Hace unas semanas, el Instituto de Elecciones y Participación Ciudadana (IEPC) determinó que se echaría a andar un estudio antropológico en el municipio tsotsil de Oxchuc, ubicado en la región Altos de Chiapas, para determinar si la elección de sus autoridades se efectuaría a través de los usos y costumbres o de las votaciones comunes.
Al respecto, Javier Montes de Paz admite que el problema no es elaborar un análisis de esa índole, sino que las autoridades respeten las formas de gobiernos de esos pueblos originarios, “eso no quiere decir que no los apoye con recursos, porque esas localidades no podrían por sí solas”.
No obstante, cree que sí es necesario hacer el peritaje, “nuestra diversidad cultural es vasta, y por desgracia, por la desatención que ha habido de las propias instituciones de gobierno, llámese como se llamen o sea quien sea, han olvidado que existen estos grupos multiculturales”.
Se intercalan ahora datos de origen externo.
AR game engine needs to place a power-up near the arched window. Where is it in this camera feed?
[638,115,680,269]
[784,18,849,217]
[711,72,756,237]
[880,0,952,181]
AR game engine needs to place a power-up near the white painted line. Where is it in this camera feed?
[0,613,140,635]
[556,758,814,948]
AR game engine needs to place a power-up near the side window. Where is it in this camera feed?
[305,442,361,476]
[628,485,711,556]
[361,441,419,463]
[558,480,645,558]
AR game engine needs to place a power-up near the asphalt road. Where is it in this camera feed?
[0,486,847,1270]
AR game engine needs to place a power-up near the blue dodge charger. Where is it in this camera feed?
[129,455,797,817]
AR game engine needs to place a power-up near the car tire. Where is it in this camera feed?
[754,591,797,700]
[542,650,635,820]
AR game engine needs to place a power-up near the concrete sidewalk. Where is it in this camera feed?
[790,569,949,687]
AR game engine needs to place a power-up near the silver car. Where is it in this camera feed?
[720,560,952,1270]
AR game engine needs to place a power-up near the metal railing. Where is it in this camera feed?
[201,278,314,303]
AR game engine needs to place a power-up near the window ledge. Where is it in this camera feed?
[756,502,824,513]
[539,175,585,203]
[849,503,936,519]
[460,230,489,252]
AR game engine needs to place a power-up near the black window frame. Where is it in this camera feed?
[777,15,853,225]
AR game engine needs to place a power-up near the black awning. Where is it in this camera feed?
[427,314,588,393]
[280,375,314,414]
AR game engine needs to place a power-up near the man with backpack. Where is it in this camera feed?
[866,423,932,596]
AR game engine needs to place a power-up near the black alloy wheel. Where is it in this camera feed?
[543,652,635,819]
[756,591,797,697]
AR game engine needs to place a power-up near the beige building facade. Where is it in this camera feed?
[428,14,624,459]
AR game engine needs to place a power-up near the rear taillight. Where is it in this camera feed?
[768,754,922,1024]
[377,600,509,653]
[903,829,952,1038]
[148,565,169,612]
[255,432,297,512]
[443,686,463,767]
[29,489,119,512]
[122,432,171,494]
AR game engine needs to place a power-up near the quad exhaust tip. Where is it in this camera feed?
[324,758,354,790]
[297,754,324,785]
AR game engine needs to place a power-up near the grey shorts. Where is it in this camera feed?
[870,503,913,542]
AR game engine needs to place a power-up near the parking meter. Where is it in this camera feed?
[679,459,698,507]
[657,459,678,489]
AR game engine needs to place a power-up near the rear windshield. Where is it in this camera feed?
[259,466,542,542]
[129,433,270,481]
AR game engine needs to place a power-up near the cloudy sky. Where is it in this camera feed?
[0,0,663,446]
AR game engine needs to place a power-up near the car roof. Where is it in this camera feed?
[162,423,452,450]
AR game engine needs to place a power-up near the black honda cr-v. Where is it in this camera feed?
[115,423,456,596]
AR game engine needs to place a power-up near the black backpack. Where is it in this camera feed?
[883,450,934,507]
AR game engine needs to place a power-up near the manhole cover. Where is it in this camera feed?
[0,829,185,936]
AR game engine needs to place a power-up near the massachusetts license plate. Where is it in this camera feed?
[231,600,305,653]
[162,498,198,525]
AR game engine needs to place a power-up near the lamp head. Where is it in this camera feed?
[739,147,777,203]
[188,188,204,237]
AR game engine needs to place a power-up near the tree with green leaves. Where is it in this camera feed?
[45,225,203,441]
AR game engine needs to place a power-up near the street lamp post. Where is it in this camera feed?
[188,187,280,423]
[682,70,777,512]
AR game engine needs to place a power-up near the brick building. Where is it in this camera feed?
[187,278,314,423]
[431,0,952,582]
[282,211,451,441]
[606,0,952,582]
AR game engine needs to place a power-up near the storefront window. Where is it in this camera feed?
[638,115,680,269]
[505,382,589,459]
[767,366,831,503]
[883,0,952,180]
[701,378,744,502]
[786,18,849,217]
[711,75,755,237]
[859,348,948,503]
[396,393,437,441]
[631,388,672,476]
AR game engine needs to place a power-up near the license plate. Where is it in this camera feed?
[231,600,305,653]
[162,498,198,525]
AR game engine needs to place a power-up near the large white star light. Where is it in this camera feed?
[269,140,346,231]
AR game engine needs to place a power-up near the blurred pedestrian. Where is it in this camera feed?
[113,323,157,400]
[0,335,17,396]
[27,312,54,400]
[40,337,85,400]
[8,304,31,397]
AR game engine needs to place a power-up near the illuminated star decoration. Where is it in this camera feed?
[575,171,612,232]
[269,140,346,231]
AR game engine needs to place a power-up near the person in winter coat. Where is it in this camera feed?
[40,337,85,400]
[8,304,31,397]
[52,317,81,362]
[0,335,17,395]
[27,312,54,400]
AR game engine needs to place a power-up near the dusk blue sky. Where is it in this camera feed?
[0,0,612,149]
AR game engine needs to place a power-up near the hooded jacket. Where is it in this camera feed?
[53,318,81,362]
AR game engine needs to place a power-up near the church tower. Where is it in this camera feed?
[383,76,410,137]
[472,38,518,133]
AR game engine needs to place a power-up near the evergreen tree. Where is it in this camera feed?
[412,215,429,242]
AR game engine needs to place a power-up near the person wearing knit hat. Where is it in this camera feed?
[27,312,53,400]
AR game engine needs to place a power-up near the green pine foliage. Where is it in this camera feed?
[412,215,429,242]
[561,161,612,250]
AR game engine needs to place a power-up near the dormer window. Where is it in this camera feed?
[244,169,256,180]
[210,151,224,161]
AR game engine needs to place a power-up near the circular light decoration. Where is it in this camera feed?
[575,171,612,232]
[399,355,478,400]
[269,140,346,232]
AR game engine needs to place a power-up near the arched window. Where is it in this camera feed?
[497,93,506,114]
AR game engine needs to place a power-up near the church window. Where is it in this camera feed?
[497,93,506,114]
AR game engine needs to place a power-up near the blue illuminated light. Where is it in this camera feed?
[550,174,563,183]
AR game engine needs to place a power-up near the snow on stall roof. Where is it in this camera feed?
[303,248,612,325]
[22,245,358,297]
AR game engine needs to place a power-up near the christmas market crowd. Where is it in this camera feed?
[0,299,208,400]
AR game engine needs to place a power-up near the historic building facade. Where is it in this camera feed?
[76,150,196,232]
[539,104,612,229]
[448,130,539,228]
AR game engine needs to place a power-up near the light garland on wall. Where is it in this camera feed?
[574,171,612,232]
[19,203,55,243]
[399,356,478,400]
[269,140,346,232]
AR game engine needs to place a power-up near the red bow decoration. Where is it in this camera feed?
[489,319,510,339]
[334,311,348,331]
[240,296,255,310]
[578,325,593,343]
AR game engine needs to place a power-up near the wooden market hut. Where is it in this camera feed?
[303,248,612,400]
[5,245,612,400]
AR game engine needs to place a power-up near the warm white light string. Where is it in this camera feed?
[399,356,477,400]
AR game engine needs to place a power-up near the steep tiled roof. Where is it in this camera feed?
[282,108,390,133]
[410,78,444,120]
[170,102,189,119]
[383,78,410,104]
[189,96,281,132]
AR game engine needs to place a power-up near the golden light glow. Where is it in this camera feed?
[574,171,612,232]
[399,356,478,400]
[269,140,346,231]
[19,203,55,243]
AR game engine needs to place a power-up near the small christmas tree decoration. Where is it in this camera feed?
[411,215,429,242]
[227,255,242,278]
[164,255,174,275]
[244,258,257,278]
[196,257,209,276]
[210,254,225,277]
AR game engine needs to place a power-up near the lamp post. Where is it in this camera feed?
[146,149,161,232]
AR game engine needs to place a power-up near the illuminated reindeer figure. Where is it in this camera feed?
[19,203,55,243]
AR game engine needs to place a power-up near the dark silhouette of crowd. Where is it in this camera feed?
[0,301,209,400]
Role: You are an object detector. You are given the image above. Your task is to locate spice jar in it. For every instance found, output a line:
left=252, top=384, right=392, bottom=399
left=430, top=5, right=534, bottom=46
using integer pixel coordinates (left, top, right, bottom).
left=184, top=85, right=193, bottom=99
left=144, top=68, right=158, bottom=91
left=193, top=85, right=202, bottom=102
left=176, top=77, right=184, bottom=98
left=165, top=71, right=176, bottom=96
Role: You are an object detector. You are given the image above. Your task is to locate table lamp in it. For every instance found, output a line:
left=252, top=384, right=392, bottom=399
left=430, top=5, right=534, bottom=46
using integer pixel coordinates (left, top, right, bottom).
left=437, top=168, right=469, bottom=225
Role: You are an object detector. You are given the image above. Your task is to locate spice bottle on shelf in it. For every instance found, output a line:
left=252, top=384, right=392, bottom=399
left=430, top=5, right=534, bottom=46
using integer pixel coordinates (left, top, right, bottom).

Por ello, afirma que bien vale la pena que alguien los atienda, “al grado tal que muchas veces los discriminamos, porque no queremos respetar sus culturas, costumbres… siempre he dicho que la cultura antigua la heredamos, y hoy en día está vigente, pero la autoridad y muchos grupos de la sociedad no lo ven así porque afectan sus intereses, e ignoran el origen, la historia de nuestras raíces”.
El que a grupos como el de Oxchuc los llamen violentos, admite, no está fuera de lo común, “la Cultura Maya era bélica, eran guerreros (…) Por ahí un estudioso dice que Toniná, un pueblo guerrero, da origen al zapatismo; hablamos de Ocosingo, y no es descabellada esa idea”.
Incluso, refiere que tenemos cuestiones políticas de la época antigua, como los usos y costumbres, entre otras como religiosas, gastronómicas, entre otras, “y así como vienen esas costumbres, vienen esas costumbres del comportamiento… por eso si no hay tolerancia, se irá al caos todo”.
Ejemplifica el caso de San Juan Chamula: “Pero ahí está la rebelión Chamula, hablamos de décadas, y ésta es el preámbulo de lo que significa conocer y aceptar que ellos tienen sus propios orígenes, y si nosotros no los respetamos, ¡Claro que se van a enojar!”
Añade: “Porque el ladino siempre los critica: ‘Es que son unos güevones, unos parásitos’, pero conoce primero su origen y luego júzgalos. Entonces, insisto que tenemos un mosaico cultural enorme, y lo más lamentable es que ya no solo el gobierno, sino los grupos sociales se han dejado manipular por la mala información”.
En ese sentido, aclara que por eso hay razones de la manera en que esos pueblos quieren gobernarse, “pero desgraciadamente el gobierno empieza a infiltrar elementos que provocan el choque, y los casos los vemos con Chamula, Chenalhó, Chalchihuitán, Oxchuc”.
Esto también se debe, acota, a que esos grupos indígenas no han cedido a algunas prebendas que las autoridades tienen, como la venta de la Selva Lacandona o los minerales, “y los que pagan los platos rotos son esas agrupaciones que tiene que responder. Ellos no pelean de a gratis”.
Lo que deja en claro es que el ser humano ejerce los tres aspectos de violencia: la estructural, la cultural y la directa, “y eso nadie nos lo va a quitar. Por genética, por naturalidad, somos violentos, pero si el gobierno aviva más el fuego, la matanza será peor, y por eso en estos casos tienen que entrar los aspectos antropológicos”.
Por ello, recalca, creo que lo mejor es que la autoridad “saque las manos” y deje gobernar a los pueblos originarios, “e insisto, el peritaje antropológico sí les va bien, porque éste les dirá que sí necesitan atención, la merecen, y sobre todo su libertad de expresión, su autonomía”.